米大学で大活躍、異色の“逆輸入”で目指すNPB 英語のできなかった大山盛一郎が道を開いた生存術

AI要約

23歳の大山盛一郎内野手が、米国の大学野球から帰国し、NPBドラフト指名を目指してプレーしている。

沖縄出身の大山は、米国でのキャリアを活かして早く試合勘を取り戻し、日本のプロ野球での成功を目指している。

大山はアメリカで培ったプレースタイルを日本でも貫き、楽しさと闘志を示す姿勢を大切にしている。

米大学で大活躍、異色の“逆輸入”で目指すNPB 英語のできなかった大山盛一郎が道を開いた生存術

 日本人ながら、米大リーグのドラフト候補と目された23歳が帰国し、プロ野球の“2軍球団”でNPBドラフト指名を目指し走り出している。沖縄出身の大山盛一郎内野手は、今季からウエスタン・リーグに参加しているくふうハヤテに途中入団し、8月9日のオリックス戦で6年ぶりに日本のグラウンドに立った。米国の大学野球で実績を積み重ね、ドラフト候補と呼ばれるまでになった異色のキャリアと、今後目指すところについて聞いた。(取材・文=THE ANSWER編集部 羽鳥慶太)

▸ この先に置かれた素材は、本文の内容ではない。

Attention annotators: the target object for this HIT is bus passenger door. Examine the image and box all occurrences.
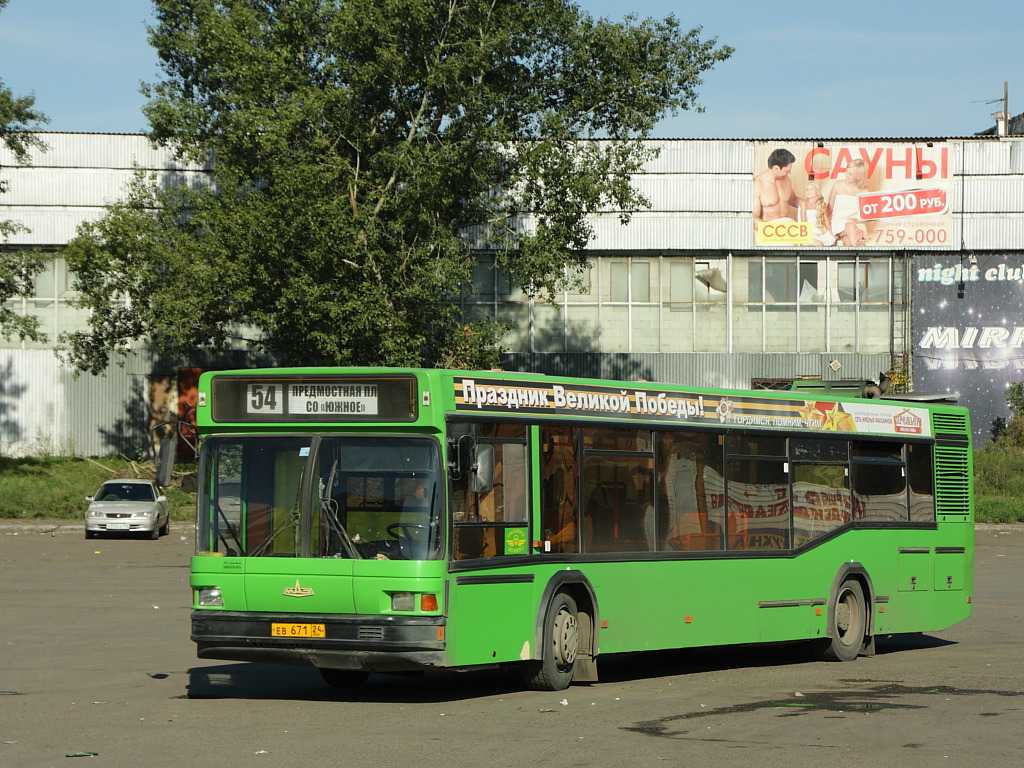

 大山のくふうハヤテでのデビューは、ある意味衝撃的だった。「2番・二塁」で先発し4打席連続三振。ただこれは、2軍とはいえプロのリーグに適応しようという積極的な姿勢の表れでもあった。「日本でプレーするのは6年ぶりですからね。振らないと合わせるものが何もありませんから」。8月の頭に帰国し、1週間で実戦へ。いかに早く試合勘を取り戻せるかで、人生が変わる。

 大山は沖縄の強豪・興南高で3年夏に甲子園出場。チームメートには1学年下の宮城大弥投手(オリックス)がいた。ただ沖縄県大会の終盤に右肘を痛め、甲子園ではプレー機会がなかった。卒業後は米国に渡り、カリフォルニア州のマーセド・コミュニティカレッジに入学。好成績を残し続けて4年目にはNCAA1部の名門、カリフォルニア大学アーバイン校へ。今春も59試合で打率.296、9本塁打の成績を残した。

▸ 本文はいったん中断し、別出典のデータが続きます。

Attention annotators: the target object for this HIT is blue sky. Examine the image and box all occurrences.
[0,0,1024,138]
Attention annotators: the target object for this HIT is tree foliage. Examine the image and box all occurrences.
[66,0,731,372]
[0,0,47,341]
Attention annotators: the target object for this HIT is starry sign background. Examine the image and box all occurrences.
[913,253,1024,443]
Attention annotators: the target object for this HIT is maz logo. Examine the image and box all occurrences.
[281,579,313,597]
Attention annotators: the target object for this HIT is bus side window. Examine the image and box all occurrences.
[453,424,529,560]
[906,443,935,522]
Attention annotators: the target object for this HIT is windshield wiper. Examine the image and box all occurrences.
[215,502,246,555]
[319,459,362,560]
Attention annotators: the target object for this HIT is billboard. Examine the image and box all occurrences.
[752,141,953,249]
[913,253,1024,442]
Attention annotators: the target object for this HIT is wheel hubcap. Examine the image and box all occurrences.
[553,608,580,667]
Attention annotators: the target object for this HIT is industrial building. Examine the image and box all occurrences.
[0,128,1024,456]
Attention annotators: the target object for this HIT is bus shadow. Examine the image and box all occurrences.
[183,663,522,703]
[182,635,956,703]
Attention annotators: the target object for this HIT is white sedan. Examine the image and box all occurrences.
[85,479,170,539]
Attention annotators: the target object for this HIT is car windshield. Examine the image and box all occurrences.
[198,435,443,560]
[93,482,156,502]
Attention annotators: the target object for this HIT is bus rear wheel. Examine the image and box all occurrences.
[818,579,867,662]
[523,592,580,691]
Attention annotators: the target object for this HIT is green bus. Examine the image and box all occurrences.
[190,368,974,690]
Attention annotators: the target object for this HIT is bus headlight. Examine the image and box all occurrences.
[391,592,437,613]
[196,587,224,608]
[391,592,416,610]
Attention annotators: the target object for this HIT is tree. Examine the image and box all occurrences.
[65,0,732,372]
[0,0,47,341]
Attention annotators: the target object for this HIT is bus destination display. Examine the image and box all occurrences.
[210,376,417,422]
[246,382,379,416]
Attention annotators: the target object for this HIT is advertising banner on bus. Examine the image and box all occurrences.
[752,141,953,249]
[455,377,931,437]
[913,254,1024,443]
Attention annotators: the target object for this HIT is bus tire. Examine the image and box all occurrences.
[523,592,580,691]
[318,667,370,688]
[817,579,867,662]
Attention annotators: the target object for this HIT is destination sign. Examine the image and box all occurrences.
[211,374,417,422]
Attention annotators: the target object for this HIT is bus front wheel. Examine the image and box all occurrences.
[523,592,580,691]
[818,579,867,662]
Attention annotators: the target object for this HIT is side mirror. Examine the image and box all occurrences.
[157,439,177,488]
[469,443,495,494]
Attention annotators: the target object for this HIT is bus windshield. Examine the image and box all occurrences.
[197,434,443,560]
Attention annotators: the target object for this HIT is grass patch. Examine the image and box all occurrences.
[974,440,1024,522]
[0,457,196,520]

 今年6月、大リーグのドラフトで指名を待った。代理人には可能性は十分にあると伝えられていたが、名前を呼ばれることはなかった。ここで方向転換し、NPBドラフトを目指してくふうハヤテ入り。「MLBのドラフトを、一つの区切りとして考えていました。日本のプロ野球でやりたいなとは前から思っていたので。今はワクワクしています」。10月のドラフト指名へ、アピール期間となるシーズンはあと1か月だ。

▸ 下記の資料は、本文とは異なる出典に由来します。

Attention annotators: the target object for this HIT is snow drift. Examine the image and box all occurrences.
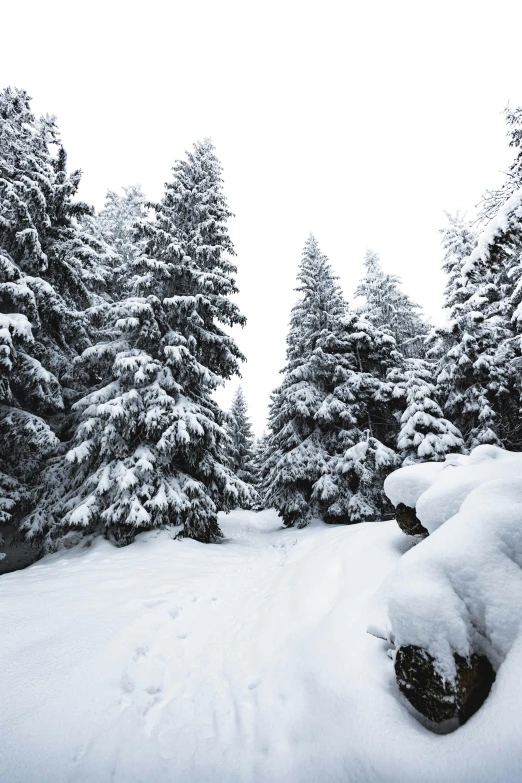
[385,446,522,724]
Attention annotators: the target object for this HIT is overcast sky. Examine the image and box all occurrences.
[0,0,522,434]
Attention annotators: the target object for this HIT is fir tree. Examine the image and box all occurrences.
[391,359,464,465]
[263,236,396,527]
[264,235,344,527]
[0,88,110,536]
[355,250,428,356]
[26,142,250,546]
[432,213,520,448]
[227,386,256,485]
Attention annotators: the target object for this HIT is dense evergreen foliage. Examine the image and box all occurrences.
[264,236,396,527]
[0,88,522,550]
[227,386,257,494]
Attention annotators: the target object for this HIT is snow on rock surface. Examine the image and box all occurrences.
[382,446,522,688]
[0,508,522,783]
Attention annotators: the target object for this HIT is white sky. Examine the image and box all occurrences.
[0,0,522,434]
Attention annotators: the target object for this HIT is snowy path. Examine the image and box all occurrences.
[0,511,520,783]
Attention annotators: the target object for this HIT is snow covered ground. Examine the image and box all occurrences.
[0,511,522,783]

 日本に戻ってきても、アメリカで築き上げたプレースタイルは変わらない。「元気ハツラツ、泥臭くです。アメリカ人も実はめちゃくちゃ泥臭いですよ。負けず嫌いばかりですから。あんなふうに楽しくやりたいなと思われるようにしたい。野球は楽しいものだと思ってもらいたいんです」。自分のアピールポイントをそう話す大山の野球人生は、開拓精神にあふれている。